What does the line "#!/bin/sh" mean in a UNIX shell script?

Solution 1:

It's called a shebang, and tells the parent shell which interpreter should be used to execute the script.

#!/bin/sh <--------- bourne shell compatible script
#!/usr/bin/perl  <-- perl script
#!/usr/bin/php  <--- php script
#!/bin/false <------ do-nothing script, because false returns immediately anyways.

Most scripting languages tend to interpret a line starting with # as comment and will ignore the following !/usr/bin/whatever portion, which might otherwise cause a syntax error in the interpreted language.

Solution 2:

When you try to execute a program in unix (one with the executable bit set), the operating system will look at the first few bytes of the file. These form the so-called "magic number", which can be used to decide the format of the program and how to execute it.

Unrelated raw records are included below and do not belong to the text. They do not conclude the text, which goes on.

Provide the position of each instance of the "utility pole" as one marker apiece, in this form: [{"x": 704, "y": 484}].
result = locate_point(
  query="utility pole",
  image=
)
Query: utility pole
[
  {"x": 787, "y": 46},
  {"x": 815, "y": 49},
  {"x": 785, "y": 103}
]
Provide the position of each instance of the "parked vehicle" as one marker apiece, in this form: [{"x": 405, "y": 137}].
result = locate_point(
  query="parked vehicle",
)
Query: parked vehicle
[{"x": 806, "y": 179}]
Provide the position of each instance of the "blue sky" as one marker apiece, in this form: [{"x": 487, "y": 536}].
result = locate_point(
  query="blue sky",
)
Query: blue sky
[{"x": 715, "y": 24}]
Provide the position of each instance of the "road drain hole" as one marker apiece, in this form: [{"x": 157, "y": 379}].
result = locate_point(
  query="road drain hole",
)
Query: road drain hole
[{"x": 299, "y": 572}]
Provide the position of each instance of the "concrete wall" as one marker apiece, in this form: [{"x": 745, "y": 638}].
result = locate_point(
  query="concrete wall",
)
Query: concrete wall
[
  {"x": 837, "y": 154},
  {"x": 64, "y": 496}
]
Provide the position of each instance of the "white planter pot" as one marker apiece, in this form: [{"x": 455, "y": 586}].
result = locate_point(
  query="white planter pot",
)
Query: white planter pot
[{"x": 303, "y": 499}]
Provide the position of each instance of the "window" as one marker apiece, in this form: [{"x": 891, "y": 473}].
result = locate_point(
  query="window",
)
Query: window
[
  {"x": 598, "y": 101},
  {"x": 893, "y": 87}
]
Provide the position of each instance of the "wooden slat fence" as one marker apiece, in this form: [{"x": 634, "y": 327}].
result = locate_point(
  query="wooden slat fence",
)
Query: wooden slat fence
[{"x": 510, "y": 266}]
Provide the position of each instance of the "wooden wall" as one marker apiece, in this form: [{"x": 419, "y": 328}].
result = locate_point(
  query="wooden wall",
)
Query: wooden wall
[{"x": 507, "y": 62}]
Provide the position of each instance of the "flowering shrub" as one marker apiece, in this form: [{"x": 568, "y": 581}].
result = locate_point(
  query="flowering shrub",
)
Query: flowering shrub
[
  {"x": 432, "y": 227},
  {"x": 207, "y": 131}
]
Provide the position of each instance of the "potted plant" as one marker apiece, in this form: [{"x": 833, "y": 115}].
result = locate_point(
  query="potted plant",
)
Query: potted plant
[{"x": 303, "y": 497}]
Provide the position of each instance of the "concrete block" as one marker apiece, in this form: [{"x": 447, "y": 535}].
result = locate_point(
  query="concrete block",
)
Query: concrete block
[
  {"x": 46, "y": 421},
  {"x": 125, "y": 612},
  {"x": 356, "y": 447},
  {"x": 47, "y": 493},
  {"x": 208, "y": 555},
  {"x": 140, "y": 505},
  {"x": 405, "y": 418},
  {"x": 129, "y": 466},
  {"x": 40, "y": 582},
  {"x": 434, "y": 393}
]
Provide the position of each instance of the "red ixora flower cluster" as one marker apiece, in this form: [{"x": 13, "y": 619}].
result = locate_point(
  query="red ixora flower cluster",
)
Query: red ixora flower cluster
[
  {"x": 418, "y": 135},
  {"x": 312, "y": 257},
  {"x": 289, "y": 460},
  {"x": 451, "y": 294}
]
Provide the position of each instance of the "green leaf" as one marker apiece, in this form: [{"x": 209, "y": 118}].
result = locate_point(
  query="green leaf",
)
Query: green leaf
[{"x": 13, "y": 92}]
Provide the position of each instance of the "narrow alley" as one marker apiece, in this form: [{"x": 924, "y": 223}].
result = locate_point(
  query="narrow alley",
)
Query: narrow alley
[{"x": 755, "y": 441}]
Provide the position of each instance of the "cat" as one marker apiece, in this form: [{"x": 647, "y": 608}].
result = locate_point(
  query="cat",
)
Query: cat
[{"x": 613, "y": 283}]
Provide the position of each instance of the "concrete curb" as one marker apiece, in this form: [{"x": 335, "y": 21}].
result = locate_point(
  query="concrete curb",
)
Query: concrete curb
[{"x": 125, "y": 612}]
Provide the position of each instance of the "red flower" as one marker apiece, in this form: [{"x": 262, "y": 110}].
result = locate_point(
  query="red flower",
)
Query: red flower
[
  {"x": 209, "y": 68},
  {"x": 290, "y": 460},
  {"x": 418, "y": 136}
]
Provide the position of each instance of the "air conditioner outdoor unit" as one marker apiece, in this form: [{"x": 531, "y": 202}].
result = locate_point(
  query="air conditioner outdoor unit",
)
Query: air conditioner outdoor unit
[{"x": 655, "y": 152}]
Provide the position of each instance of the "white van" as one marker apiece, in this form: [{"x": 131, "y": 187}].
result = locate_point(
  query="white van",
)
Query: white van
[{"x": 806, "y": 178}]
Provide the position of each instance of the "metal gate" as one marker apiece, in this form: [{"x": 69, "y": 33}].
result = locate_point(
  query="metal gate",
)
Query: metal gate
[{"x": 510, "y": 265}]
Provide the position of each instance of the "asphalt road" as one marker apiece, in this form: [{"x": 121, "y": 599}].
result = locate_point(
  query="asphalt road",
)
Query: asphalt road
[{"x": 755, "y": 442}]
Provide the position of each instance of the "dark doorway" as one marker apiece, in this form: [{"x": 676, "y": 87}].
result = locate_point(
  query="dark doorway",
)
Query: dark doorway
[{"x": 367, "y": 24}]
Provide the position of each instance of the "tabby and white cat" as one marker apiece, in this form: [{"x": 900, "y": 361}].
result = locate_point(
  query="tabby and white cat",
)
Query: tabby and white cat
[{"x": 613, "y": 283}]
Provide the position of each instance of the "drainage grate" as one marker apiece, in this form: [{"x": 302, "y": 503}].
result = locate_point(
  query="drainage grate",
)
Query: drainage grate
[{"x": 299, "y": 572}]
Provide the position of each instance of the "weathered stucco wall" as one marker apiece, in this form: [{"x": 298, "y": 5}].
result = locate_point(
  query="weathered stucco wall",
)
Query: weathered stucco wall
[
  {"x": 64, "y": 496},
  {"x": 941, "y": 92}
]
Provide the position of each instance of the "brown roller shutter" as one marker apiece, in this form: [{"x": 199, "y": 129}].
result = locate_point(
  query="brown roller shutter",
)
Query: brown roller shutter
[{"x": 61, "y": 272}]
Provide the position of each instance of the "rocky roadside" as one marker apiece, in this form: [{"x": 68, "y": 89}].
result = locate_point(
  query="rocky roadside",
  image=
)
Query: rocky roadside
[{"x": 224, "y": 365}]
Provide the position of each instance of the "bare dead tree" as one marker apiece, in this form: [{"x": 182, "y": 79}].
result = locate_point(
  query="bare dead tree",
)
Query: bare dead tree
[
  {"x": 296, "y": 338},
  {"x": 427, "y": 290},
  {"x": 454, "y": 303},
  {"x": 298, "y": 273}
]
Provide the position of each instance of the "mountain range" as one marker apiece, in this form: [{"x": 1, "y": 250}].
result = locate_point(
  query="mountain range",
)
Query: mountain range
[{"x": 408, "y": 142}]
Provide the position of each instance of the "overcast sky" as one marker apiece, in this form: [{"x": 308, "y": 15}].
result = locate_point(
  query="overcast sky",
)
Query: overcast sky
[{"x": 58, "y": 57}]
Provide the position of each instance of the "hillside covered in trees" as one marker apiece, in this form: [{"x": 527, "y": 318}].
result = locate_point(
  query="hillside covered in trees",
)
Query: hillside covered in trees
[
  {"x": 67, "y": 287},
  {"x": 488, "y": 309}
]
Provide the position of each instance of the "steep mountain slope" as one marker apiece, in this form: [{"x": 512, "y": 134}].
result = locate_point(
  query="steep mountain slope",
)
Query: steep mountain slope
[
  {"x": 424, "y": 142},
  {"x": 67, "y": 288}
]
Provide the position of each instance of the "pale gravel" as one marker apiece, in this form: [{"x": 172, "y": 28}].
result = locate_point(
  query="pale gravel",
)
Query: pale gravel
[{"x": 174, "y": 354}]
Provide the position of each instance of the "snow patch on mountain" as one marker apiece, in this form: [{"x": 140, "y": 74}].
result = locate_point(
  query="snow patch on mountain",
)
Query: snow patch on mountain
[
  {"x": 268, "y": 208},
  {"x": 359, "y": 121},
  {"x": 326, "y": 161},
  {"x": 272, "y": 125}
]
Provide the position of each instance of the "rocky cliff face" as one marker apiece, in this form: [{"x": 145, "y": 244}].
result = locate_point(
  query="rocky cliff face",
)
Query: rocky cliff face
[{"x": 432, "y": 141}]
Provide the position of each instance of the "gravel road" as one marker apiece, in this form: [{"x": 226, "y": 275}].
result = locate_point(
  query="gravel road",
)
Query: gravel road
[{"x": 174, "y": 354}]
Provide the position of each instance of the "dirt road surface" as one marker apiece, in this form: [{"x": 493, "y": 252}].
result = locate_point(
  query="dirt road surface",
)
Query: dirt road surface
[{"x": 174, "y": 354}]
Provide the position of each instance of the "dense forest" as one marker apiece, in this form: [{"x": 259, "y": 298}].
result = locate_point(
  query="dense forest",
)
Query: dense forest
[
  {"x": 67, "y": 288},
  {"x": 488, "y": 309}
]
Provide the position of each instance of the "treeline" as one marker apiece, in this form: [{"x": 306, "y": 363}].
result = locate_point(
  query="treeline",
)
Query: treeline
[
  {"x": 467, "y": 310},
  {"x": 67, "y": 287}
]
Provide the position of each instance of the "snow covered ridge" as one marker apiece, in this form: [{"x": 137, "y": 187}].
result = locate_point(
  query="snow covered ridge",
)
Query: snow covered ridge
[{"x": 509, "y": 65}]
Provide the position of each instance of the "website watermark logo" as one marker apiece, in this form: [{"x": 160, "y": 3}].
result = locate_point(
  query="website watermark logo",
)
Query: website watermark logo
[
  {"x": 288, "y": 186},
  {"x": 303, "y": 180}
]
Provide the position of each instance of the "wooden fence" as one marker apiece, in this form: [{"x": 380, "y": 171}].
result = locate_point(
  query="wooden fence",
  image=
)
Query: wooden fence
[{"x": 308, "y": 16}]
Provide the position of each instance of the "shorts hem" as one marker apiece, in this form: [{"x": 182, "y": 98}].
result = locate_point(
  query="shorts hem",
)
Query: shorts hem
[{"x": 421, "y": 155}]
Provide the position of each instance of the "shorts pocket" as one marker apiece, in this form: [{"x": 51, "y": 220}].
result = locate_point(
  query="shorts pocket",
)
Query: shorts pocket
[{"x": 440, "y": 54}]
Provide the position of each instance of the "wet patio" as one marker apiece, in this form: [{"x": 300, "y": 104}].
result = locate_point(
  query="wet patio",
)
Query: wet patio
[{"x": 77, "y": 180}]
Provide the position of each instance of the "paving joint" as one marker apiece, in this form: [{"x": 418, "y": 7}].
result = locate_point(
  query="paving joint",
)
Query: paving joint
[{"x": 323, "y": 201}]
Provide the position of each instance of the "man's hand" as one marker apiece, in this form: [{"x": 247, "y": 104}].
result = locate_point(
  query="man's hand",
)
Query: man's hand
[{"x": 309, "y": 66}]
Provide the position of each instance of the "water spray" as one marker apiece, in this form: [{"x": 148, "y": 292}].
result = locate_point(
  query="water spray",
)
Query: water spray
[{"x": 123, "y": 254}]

#! corresponds to the magic number 0x2321 (look it up in an ascii table). When the system sees that the magic number, it knows that it is dealing with a text script and reads until the next \n (there is a limit, but it escapes me atm). Having identified the interpreter (the first argument after the shebang) it will call the interpreter.

Other files also have magic numbers. Try looking at a bitmap (.BMP) file via less and you will see the first two characters are BM. This magic number denotes that the file is indeed a bitmap.